Pour certains enfants, l'apprentissage se fait plus tardivement, plus lentement ou plus difficilement que d'autres. Dans certains cas, l'enfant sera propre depuis longtemps pour les pipis, mais hésitera à éliminer ses selles sur le petit pot ou dans la toilette. Il peut y avoir plusieurs causes à ce phénomène:

»impression de perdre une partie de soi-même, comme si le caca était une partie du corps;

»problème de constipation qui peut rendre l'éli­mination douloureuse;

»fissure au niveau de l'anus rendant l'élimination douloureuse;

»stress dans la vie de l'enfant l'amenant à adopter des comportements de régression ou de recherche d'attention (ex.: déménagement, arrivée d'un petit frère ou d'une petite soeur).

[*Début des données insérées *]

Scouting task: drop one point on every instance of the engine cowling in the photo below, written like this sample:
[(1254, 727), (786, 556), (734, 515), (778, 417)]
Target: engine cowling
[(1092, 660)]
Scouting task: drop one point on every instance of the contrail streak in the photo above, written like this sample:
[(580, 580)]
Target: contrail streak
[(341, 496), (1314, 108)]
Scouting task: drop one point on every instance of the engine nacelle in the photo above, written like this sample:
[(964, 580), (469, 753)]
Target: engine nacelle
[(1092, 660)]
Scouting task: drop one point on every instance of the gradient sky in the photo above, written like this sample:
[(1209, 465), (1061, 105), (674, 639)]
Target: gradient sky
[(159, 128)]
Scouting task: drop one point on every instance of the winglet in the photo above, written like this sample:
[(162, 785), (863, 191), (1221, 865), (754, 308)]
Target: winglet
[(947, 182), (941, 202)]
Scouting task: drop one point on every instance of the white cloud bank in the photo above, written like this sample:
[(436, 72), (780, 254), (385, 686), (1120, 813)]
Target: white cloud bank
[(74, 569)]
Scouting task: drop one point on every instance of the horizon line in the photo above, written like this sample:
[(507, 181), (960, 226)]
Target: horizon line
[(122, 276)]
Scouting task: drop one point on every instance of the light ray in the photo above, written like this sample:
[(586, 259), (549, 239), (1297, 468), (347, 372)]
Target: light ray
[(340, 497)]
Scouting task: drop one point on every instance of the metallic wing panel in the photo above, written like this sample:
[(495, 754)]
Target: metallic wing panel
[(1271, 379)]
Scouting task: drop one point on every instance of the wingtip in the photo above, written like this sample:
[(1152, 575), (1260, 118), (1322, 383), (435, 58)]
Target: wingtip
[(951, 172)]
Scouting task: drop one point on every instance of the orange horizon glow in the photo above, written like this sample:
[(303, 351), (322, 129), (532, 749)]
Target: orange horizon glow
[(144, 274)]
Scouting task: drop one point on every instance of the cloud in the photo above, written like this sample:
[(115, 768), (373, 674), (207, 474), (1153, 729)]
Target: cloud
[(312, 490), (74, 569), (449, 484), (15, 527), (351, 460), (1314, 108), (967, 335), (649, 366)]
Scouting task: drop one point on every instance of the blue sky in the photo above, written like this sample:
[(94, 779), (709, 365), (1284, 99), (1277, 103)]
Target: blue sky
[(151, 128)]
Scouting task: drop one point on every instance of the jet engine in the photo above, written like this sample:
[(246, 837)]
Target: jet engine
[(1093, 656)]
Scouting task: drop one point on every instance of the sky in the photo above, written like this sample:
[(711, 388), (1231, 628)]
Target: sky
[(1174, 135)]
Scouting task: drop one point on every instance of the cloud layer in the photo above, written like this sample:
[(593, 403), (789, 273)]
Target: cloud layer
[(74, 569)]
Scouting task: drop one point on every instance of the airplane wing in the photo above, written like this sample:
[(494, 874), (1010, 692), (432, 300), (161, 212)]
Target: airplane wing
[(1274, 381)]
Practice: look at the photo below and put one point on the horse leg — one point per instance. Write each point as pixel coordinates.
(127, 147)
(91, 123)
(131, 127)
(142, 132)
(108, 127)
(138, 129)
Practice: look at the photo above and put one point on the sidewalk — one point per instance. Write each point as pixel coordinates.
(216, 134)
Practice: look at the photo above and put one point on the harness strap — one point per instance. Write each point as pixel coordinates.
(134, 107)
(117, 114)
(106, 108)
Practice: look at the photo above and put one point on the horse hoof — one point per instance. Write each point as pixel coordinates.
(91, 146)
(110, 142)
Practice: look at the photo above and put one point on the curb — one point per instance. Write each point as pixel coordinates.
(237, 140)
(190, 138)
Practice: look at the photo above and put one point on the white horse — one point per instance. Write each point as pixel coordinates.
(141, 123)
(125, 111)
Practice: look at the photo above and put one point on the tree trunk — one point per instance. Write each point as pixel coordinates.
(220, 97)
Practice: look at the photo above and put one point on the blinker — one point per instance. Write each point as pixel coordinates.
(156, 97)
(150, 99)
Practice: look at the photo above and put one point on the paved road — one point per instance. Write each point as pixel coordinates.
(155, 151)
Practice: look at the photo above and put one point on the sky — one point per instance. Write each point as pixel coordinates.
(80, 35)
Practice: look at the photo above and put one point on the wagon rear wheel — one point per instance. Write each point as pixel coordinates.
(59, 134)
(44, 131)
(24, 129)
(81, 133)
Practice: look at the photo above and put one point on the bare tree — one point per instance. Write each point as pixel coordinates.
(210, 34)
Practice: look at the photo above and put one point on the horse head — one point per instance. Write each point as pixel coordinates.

Dans tous les cas, il ne faut surtout pas se fâcher contre l'enfant, le punir, le réprimander ou encore lui mettre de la pression pour qu'il réussisse enfin à éliminer ses selles dans la toilette. Toutes ces formes d'interventions négatives ne feront qu'augmenter la détresse de l'enfant, rendre l'apprentissage de la propreté encore plus négatif à ses yeux et donc maintenir le problème.

Il faut plutôt tenter de comprendre la détresse de l'enfant et la dissocier de l'élimination des selles. Par exemple, lorsque le problème est causé par un surplus de stress dans la vie de l'enfant, on tente de revenir à un fonctionnement quotidien plus stable, à éliminer les sources de stress et à adopter des routines qui le rassureront (ex. : petit moment dans la journée où il reçoit de l'attention exclusive). Lorsque l'enfant est moins stressé, on reprend l'apprentissage de la propreté en utilisant des méthodes motivantes, telles que le renforcement positif lorsque l'enfant a réussi à passer une certaine période sans se souiller, ou lorsqu'il a réussi à éliminer dans le petit pot ou la toilette.

Lorsque le problème est dû au fait que l'enfant associe l'élimination des selles à la douleur, on tentera (avec l'aide du médecin) d'éliminer la douleur, afin que l'enfant puisse avoir moins peur de tenter d'éliminer ses selles volontairement et ailleurs que dans sa culotte. Par exemple, on pourrait modifier l'alimentation (ex. : boire plus d'eau, manger plus de fibres), utiliser un laxatif naturel (ex. : gelée minérale) ou des suppositoires à la glycérine pour éliminer le problème de constipation.

On pourrait utiliser des bains de siège ou un onguent qui accélérera la guérison de la fissure anale. Durant ce traitement, on permet à l'enfant d'éliminer quand il le veut et où il le veut, même si cela implique de lui faire porter encore une couche ou une culotte d'entraînement.

On ne lui met aucune pression de «performance». Lorsque l'on s'aperçoit que l'enfant a éliminé quelques fois sans se plaindre de douleur, on peut lui faire remarquer que «faire caca» ne fait plus mal et voir à ce moment s'il est motivé à tenter de nouveau d'éliminer dans la toilette ou le pot.

Si l'enfant a peur de perdre une partie de son corps, on tente d'éliminer cette peur en l'informant sur le système digestif... dans un discours approprié pour son âge et sa capacité de compréhension, évidemment! Pour lui expliquer tout ça, il existe un petit livre qui permet à l'enfant de comprendre qu'éliminer les selles est un processus normal de la digestion, et que ce n'est pas dangereux. (ANGÈLE DELAUNOIS. Le long voyage de monsieur Caca, aux éditions Les 400 coups.) La clé, c'est de respecter le rythme de l'enfant et ses émotions, même si cela implique l'utilisation d'une couche pendant encore quelques jours ou quelques semaines.

Plus l'enfant se sentira compris et sécurisé par l'attitude calme et sans pression de son parent, plus il collaborera à l'apprentissage de la propreté (pour les selles), lorsque le problème de base, la peur ou la douleur, sera réglé.